JWTジェネレーター
Create JSON Web Tokens with custom header & payload. Signed with HMAC-SHA256 in your browser · nothing leaves your device.
Generated Token
How It Works
- Decode a JWT: Paste any JWT token to instantly decode its header, payload, and signature — no secret needed to read the claims.
- Generate a JWT: Enter your payload as JSON, choose an algorithm (HS256, HS384, HS512), provide a secret, and generate a signed token.
- Verify a token: Paste a JWT and enter the signing secret to verify the signature and check expiration.
Why Use JWT Generator & Decoder?
JSON Web Tokens (JWTs) are the backbone of modern authentication — used in OAuth 2.0, OpenID Connect, API keys, and session tokens. Debugging JWT issues (expired tokens, wrong claims, bad signatures) normally requires writing code or using online tools that may log your tokens. This browser-based tool decodes and verifies JWTs locally, so your tokens and secrets never leave your device.
Features
- Instant decoding: Paste any JWT to see the decoded header and payload without providing the secret.

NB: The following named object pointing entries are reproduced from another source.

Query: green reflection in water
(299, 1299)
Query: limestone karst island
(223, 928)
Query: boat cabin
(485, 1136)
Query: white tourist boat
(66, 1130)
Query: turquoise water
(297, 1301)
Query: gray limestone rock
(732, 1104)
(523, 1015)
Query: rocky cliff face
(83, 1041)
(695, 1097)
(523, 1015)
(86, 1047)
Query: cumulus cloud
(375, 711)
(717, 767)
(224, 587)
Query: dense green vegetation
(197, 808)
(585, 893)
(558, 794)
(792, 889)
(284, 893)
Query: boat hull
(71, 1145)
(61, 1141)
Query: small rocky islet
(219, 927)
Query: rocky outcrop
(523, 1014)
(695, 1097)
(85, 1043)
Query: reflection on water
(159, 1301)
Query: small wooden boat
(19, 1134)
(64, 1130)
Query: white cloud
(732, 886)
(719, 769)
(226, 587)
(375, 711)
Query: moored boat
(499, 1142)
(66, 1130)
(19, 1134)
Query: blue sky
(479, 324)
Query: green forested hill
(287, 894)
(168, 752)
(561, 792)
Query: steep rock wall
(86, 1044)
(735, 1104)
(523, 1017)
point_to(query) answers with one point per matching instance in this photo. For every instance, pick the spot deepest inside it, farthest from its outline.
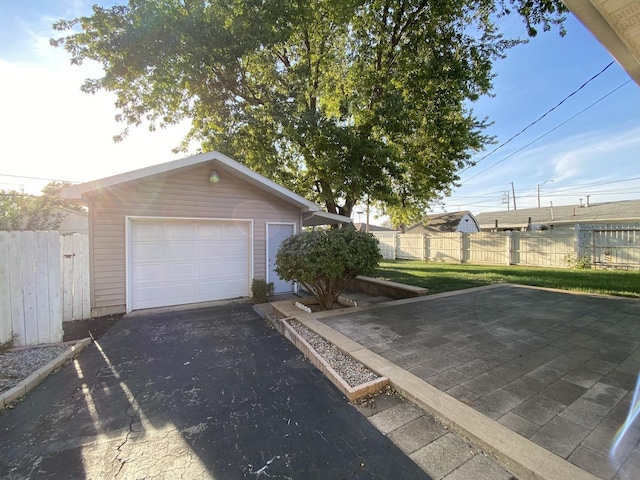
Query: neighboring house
(372, 228)
(446, 223)
(564, 217)
(193, 230)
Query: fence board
(603, 246)
(66, 247)
(30, 319)
(41, 288)
(16, 319)
(30, 288)
(5, 295)
(55, 290)
(86, 284)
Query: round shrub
(324, 261)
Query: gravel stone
(351, 371)
(16, 365)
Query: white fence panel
(489, 248)
(611, 246)
(5, 292)
(33, 263)
(44, 280)
(410, 247)
(74, 251)
(542, 249)
(444, 247)
(608, 246)
(387, 244)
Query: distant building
(446, 223)
(563, 217)
(372, 228)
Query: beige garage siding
(180, 194)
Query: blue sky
(51, 130)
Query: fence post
(6, 331)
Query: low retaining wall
(377, 287)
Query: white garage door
(175, 262)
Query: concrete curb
(517, 454)
(28, 384)
(352, 393)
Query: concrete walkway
(541, 379)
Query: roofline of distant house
(78, 191)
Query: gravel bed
(16, 365)
(351, 371)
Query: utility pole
(505, 199)
(513, 191)
(540, 185)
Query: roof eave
(84, 189)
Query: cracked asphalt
(201, 394)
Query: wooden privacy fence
(610, 246)
(43, 282)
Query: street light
(540, 185)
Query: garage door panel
(148, 251)
(208, 270)
(148, 274)
(178, 231)
(207, 249)
(148, 296)
(175, 262)
(231, 267)
(179, 271)
(179, 251)
(235, 249)
(211, 232)
(147, 231)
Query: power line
(545, 134)
(37, 178)
(540, 118)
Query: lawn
(445, 277)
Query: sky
(587, 146)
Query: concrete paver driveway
(557, 368)
(211, 393)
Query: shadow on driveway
(210, 393)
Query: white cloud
(53, 130)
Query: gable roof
(439, 223)
(615, 25)
(626, 211)
(217, 160)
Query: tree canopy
(339, 100)
(19, 211)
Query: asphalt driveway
(209, 393)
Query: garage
(180, 261)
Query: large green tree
(20, 211)
(339, 100)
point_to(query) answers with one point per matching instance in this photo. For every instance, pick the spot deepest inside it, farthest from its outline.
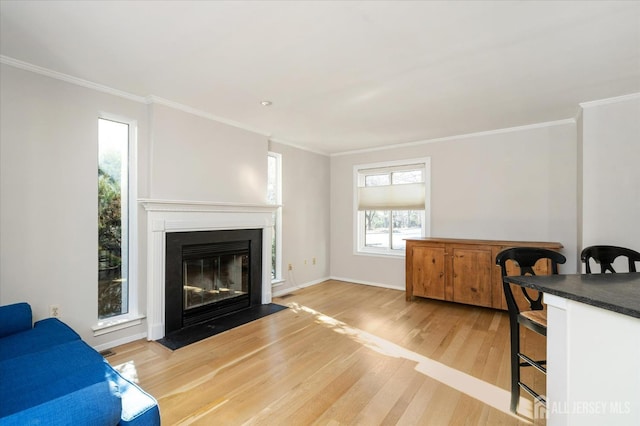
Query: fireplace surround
(168, 216)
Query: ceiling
(342, 75)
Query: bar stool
(606, 255)
(534, 318)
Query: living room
(571, 178)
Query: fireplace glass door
(210, 279)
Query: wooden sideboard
(462, 271)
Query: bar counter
(614, 292)
(593, 348)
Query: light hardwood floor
(342, 354)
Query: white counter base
(593, 366)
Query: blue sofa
(49, 376)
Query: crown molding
(148, 100)
(463, 136)
(607, 101)
(152, 99)
(69, 79)
(302, 148)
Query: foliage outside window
(274, 196)
(113, 265)
(392, 200)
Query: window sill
(399, 255)
(115, 324)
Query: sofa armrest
(15, 318)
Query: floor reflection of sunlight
(487, 393)
(128, 371)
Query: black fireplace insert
(210, 274)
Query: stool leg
(515, 366)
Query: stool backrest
(606, 255)
(526, 258)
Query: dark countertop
(615, 292)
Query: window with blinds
(391, 205)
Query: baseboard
(374, 284)
(118, 342)
(288, 290)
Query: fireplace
(167, 217)
(210, 274)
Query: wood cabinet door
(428, 271)
(471, 279)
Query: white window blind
(408, 196)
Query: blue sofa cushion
(15, 318)
(91, 405)
(36, 378)
(45, 334)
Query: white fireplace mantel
(179, 216)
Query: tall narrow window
(392, 205)
(113, 218)
(274, 196)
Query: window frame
(133, 316)
(277, 279)
(359, 247)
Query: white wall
(48, 187)
(49, 195)
(517, 184)
(611, 172)
(305, 217)
(197, 159)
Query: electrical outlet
(54, 311)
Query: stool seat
(533, 318)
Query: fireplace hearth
(211, 274)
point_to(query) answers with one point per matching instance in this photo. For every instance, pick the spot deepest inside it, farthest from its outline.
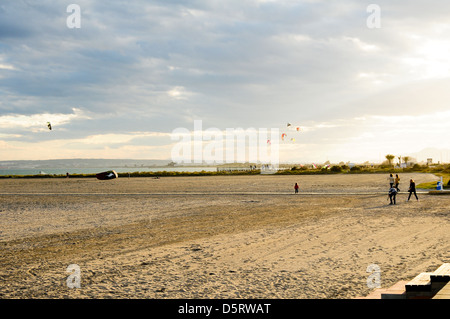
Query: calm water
(63, 171)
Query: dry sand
(215, 237)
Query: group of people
(394, 190)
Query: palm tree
(390, 157)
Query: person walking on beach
(412, 189)
(391, 181)
(397, 181)
(392, 194)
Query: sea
(63, 171)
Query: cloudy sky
(118, 86)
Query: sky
(131, 73)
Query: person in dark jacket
(412, 189)
(296, 187)
(392, 195)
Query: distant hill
(83, 163)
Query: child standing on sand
(412, 189)
(392, 195)
(397, 181)
(391, 181)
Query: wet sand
(215, 237)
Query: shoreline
(166, 246)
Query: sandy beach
(216, 236)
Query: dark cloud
(158, 65)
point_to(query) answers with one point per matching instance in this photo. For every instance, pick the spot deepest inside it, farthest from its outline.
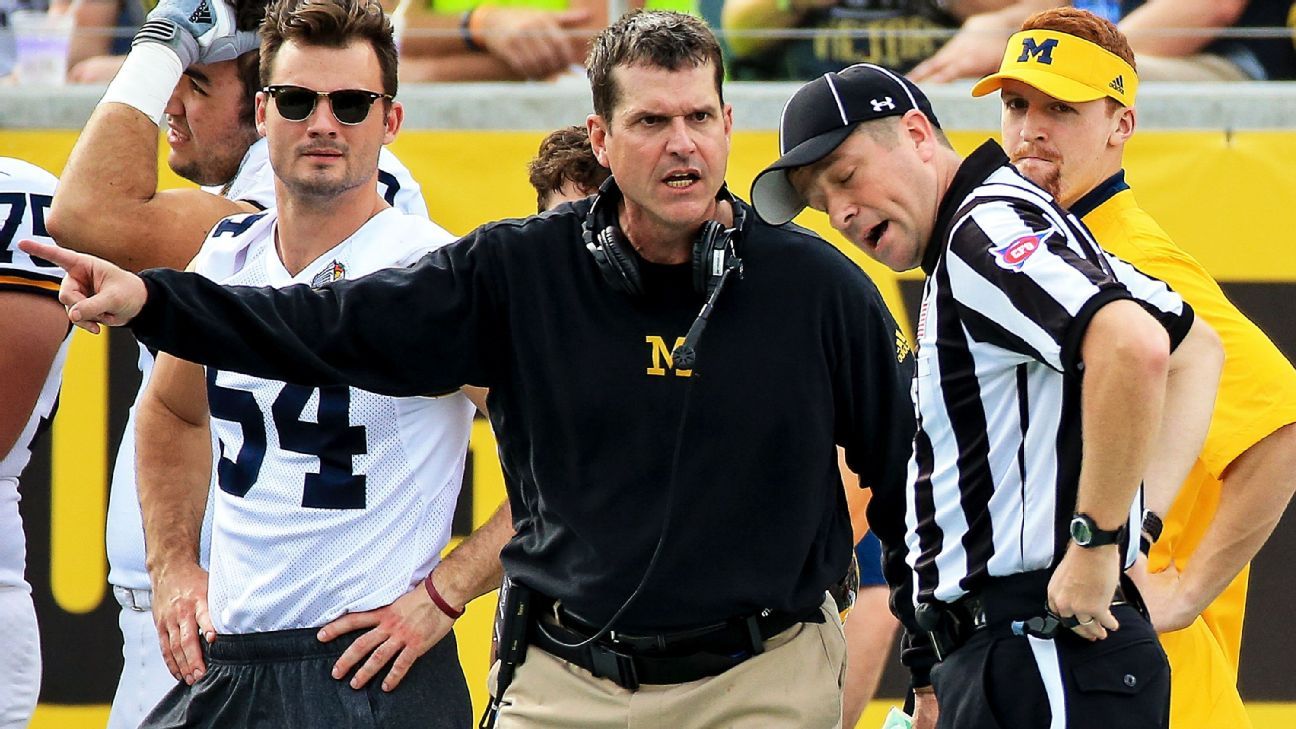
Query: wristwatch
(1085, 532)
(1152, 527)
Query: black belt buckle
(1040, 627)
(935, 621)
(617, 667)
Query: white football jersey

- Signature verification: Optionally provide the HMAC secret to verify the signature is valid.
- JWT generation: Create signed JWTs with custom payloads using HS256, HS384, or HS512.
- Expiry check: Automatically detects and highlights if the token is expired (exp claim).
- 100% local: All cryptography runs in your browser — tokens and secrets are never transmitted.
Frequently Asked Questions
Can I decode a JWT without the secret?
Yes. The header and payload sections of a JWT are only Base64url-encoded, not encrypted. You can read all claims without the secret. The secret is only needed to verify that the signature is valid (i.e., that the token was not tampered with).
Is it safe to paste production JWTs here?
Yes. This tool runs entirely in your browser — no data is sent to any server. Your tokens and secrets are processed only in your local JavaScript environment and are never logged or transmitted.
What is the difference between HS256, RS256, and ES256?
HS256 uses a shared HMAC secret (symmetric). RS256 and ES256 use public/private key pairs (asymmetric) — the private key signs the token, and the public key verifies it. This tool supports HMAC algorithms; for RS256/ES256 verification use a server-side library.